Here is the way to call the function:

a_rows, b_rows, c_rows = find_matching_rows(
    df_a['id'].values, df_a['ts'].values,
    df_b['id'].values, df_b['ts'].values,
    df_c['ts'].values
)

Part 2: dataframe & user-defined functions

As seen before, generic approaches are inherently inefficient (for both speed and memory-usage). One solution is to tweak your operation to apply them directly in the previous Numba code. This would make the overall implementation both very fast (ie. parallel and JIT-compiled) and memory efficient (ie. computed on the fly -- no need for a huge temporary dataframe). That being said, Numba do not support generic pure-Python object types nor pandas functions so this can require some non-trivial code rework regarding your actual dataframe.

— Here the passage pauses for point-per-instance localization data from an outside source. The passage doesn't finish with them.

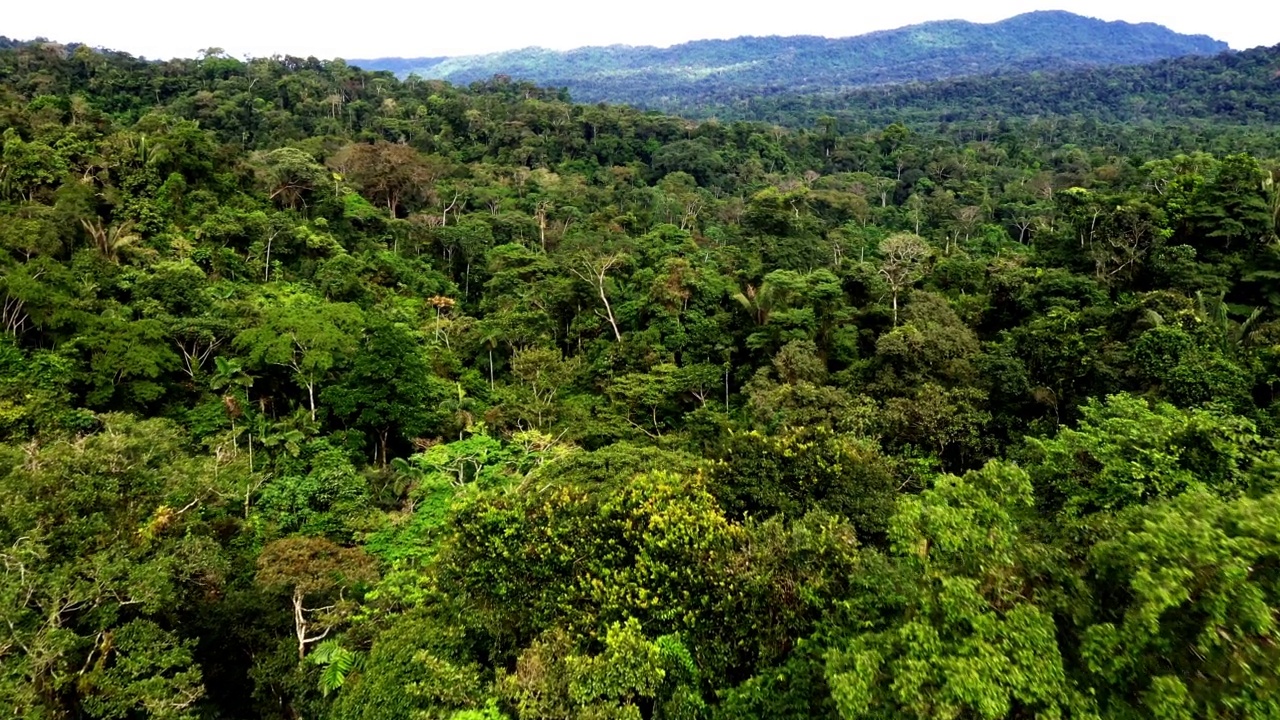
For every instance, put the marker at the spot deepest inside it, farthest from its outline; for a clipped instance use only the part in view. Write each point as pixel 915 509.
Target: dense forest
pixel 325 395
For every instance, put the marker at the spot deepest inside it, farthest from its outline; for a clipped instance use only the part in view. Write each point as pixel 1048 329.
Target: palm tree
pixel 1230 336
pixel 110 240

The inefficient alternative is to create a big temporary dataframe from index-based arrays previously created by find_matching_rows. Here is an example of Numba code to do that:

@nb.njit('(int32[::1], int32[::1], int32[:,::1])')
def build_df_index(a_rows, b_rows, c_rows):
    n = a_rows.size

    # Count he total number of rows to be computed in df_c
    count = 0
    for i in range(n):
        count += c_rows[i, 1] - c_rows[i, 0]

    new_a_rows = np.empty(count, np.int32)
    new_b_rows = np.empty(count, np.int32)
    new_c_rows = np.empty(count, np.int32)
    offset = 0

    for i in range(n):
        for j in range(c_rows[i, 1] - c_rows[i, 0]):
            new_a_rows[offset] = a_rows[i]
            new_b_rows[offset] = b_rows[i]
            new_c_rows[offset] = c_rows[i,0] + j
            offset += 1

    return (new_a_rows, new_b_rows, new_c_rows)

The resulting index arrays can be use to create the final dataframe with df_a.iloc[new_a_rows], df_b.iloc[new_b_rows] and df_c.iloc[new_c_rows] for example. If your actual dataframe contains only uniform types or ones that Numba supports, then you can directly generate this temporary dataframe with Numba (significantly faster than Pandas iloc, especially if performed in parallel).